Infelizmente, nesses dois casos, o trem não cumpre com sucesso o seu destino. Ao buscar descentralizar a hegemonia da metrópole e da arte como diferença em seu contato com o popular, Lina e Zanini atuam na construção da museografia descolonizadora. Por outro lado, as fotografias de Claudia Andujar indagam sobre esses corpos migrantes e permite, no presente, através de suas imagens, que atuemos na descolonização dos arquivos e na ruptura com as demais estruturas institucionais ainda pautadas pela função-metrópole.
[1] RENATO, Patrício; ANDUJAR, Claudia. É o trem do diabo. Revista Realidade, Ano IV, n. 38, p. 162-171, maio de 1969. São Paulo: Editora Abril. Em 2019, entrei em contato com o setor de arquivos da Editora Abril para solicitar acesso aos originais da revista, porém a consulta só poderia ser feita mediante o pagamento de R$100/hora, mesmo se tratando de pesquisa para fim acadêmico. Todas as edições da revista podem ser acessadas digitalmente na Coleção Memória da Biblioteca Nacional. Disponível em:
http://memoria.bn.br/DocReader/213659/6606
[2] Até 1947, a linha férrea da FCB terminava na cidade de Montes Claros (Minas Gerais). A expansão da linha até Monte Azul em 1950, em ambos os sentidos, permitiu a conexão entre Sudeste e Nordeste por trem. A rede férrea é, posteriormente, substituída pela política rodoviarista a partir da década de 1960.

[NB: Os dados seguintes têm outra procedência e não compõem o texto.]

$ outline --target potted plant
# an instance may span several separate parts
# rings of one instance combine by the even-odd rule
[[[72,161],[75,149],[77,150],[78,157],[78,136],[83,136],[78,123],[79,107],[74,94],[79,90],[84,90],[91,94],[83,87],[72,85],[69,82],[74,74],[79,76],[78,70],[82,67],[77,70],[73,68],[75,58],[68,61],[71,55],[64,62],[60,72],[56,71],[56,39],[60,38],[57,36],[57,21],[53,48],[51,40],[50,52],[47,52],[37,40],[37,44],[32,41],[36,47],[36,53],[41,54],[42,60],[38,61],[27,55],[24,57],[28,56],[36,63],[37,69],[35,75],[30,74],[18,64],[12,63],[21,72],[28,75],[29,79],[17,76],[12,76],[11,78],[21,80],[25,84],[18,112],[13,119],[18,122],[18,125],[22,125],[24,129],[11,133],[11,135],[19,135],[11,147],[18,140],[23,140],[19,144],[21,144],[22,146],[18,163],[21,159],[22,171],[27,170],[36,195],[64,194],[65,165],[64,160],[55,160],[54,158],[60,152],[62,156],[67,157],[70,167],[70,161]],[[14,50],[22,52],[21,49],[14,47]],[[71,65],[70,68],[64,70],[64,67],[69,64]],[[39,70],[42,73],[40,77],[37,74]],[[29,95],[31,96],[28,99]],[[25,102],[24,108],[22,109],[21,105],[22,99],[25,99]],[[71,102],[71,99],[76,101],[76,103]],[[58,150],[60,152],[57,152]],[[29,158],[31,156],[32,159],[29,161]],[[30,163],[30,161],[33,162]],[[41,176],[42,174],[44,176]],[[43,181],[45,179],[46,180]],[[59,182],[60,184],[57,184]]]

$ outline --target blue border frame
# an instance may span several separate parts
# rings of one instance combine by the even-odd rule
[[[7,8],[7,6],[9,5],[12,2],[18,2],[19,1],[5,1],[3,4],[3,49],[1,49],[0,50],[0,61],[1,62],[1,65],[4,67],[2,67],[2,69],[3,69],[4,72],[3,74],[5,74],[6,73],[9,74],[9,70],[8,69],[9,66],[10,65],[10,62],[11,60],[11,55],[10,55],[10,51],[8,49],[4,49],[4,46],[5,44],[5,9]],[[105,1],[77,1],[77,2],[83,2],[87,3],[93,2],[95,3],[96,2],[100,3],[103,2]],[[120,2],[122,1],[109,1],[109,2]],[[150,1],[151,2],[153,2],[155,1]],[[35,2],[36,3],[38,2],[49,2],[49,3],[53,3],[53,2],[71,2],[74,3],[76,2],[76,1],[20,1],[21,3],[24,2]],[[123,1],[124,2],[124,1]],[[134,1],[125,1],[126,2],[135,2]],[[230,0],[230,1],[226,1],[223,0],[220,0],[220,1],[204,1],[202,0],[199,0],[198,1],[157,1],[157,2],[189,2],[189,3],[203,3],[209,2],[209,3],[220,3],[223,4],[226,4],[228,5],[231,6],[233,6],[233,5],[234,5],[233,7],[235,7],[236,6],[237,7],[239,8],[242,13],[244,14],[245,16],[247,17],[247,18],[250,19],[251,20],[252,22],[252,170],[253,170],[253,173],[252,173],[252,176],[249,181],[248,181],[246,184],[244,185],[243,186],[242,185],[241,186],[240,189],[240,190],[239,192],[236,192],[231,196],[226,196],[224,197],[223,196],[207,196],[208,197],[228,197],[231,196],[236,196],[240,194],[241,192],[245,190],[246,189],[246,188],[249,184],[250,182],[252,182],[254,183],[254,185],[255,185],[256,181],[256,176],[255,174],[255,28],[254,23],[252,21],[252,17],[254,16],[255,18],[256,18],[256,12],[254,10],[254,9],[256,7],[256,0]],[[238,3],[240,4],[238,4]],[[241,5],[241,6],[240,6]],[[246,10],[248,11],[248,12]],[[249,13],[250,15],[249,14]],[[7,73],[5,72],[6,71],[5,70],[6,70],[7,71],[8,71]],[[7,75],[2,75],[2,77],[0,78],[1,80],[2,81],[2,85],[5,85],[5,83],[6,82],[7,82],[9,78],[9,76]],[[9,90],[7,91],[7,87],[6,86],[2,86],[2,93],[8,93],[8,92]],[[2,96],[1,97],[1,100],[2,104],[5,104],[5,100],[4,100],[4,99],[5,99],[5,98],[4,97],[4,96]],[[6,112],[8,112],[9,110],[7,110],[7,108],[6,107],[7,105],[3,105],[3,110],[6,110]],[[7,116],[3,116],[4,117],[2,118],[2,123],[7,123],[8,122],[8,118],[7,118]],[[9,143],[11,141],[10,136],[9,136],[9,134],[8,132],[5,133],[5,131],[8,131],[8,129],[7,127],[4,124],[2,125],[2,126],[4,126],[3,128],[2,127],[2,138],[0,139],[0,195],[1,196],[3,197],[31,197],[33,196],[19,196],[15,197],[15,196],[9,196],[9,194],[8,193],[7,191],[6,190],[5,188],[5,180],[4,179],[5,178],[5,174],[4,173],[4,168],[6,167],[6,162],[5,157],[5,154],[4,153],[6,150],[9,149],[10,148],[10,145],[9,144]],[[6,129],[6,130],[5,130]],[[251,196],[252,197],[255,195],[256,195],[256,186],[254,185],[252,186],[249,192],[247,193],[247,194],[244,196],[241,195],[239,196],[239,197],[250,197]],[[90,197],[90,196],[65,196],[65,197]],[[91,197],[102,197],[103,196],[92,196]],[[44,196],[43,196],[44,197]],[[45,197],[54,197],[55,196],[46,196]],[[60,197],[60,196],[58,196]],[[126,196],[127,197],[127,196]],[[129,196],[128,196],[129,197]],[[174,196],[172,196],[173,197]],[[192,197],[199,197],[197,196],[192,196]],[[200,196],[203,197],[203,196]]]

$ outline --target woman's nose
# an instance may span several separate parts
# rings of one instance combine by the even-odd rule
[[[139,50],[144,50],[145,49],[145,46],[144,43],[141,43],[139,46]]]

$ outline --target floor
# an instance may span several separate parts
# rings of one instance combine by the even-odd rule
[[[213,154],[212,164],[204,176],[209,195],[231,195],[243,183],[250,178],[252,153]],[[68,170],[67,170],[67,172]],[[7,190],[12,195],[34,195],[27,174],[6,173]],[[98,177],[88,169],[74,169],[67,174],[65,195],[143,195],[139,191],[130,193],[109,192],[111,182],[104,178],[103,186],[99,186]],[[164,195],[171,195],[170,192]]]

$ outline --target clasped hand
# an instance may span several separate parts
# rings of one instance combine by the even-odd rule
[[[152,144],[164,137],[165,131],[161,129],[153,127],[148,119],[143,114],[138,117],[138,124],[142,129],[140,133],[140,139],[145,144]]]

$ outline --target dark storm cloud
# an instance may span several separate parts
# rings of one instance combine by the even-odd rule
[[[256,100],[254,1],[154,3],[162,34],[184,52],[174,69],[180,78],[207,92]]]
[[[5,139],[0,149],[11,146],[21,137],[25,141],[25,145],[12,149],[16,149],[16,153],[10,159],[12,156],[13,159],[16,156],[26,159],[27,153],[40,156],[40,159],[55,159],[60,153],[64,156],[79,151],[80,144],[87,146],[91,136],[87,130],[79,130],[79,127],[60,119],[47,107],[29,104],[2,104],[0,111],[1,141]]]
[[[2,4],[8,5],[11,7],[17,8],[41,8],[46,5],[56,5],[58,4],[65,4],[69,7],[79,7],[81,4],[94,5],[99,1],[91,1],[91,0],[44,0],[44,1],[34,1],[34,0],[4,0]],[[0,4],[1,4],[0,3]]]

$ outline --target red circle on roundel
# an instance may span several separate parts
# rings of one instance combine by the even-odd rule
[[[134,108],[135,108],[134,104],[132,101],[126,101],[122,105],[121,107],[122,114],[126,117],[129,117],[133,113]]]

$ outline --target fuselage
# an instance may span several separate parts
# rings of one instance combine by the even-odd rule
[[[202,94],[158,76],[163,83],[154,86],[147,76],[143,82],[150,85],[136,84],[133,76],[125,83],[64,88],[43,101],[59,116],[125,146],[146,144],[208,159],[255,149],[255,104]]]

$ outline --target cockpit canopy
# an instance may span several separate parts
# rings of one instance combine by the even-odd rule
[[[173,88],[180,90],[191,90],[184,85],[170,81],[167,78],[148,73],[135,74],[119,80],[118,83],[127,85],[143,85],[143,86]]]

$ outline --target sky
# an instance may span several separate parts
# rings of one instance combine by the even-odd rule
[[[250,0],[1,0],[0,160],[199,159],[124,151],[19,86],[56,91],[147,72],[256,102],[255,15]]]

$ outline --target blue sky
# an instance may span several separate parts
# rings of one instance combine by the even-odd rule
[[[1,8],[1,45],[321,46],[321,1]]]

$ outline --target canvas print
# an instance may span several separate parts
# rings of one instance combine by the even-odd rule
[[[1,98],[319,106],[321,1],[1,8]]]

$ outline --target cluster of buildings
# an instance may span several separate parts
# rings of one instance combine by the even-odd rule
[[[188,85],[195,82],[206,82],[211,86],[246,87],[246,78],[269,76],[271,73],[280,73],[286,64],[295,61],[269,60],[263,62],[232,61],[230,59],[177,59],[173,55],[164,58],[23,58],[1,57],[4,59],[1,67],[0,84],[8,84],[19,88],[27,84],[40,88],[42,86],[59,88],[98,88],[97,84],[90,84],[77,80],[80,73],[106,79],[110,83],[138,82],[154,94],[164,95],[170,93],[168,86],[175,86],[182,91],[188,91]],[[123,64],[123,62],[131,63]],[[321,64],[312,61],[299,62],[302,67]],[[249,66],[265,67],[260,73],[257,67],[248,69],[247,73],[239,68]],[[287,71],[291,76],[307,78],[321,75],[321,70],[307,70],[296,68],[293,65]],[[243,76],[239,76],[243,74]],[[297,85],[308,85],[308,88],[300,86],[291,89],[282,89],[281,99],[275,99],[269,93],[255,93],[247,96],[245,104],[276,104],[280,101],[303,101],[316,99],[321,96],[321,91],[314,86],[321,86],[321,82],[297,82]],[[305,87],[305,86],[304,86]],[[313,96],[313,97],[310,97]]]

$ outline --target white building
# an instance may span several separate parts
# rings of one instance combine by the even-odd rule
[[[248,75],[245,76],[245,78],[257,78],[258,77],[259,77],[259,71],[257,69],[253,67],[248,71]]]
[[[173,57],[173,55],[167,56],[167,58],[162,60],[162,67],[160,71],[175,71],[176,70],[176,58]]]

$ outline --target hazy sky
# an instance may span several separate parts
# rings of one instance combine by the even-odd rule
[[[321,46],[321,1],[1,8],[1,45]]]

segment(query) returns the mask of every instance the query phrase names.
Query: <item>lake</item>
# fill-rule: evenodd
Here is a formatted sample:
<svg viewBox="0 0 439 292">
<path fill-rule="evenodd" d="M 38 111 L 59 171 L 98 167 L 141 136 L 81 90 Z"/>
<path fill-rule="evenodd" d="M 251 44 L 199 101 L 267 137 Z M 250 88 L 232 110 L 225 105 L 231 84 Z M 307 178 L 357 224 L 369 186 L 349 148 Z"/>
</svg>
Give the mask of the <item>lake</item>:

[3] Agradeço a ajuda da funcionária Márcia Beatriz que, sensivelmente, escutou e acolheu minha demanda de pesquisa, auxiliando na localização das caixas no sistema de acordo com a data solicitada. Para solicitar acesso a esse arquivo, contatar consulta@arquivoestado.sp.gov.br
[4] Nesse sentido, a oposição radical ao período de chegada dos estrangeiros no qual a busca pode ser feita por nome, sobrenome, nacionalidade, data e nome do vapor de chegada. Ver: http://www.inci.org.br/acervodigital/livros.php
[5] Muitos espanhóis de origem galega, temendo a repressão, após o início da ditadura franquista, exilaram-se para a América do Sul – movimento conhecido pelo projeto Galegos na Diáspora (1889-1991), do fotojornalista galego Delmi Alvarez. Na Espanha, ainda hoje, a presença dos galegos é vista com preconceito em algumas regiões.
[6] Zanini introduziu o MAC USP também em circuitos internacionais, recebendo artistas do MoMA e de outras instituições da América Latina, como é o caso do CAyC. Ver: FREIRE, Cristina. Walter Zanini: escrituras críticas. São Paulo: Annablume/ MAC USP, 2014.
[7] Embora tenha tentado contato por e-mail e telefone por mais de três vezes com o Instituto Lina Bo Bardi, infelizmente não obtive nenhum retorno, impossibilitando que a pesquisa pudesse contemplar os arquivos originais desse projeto. A prancha técnica do projeto pode ser consultada no Arquivo do MAC USP.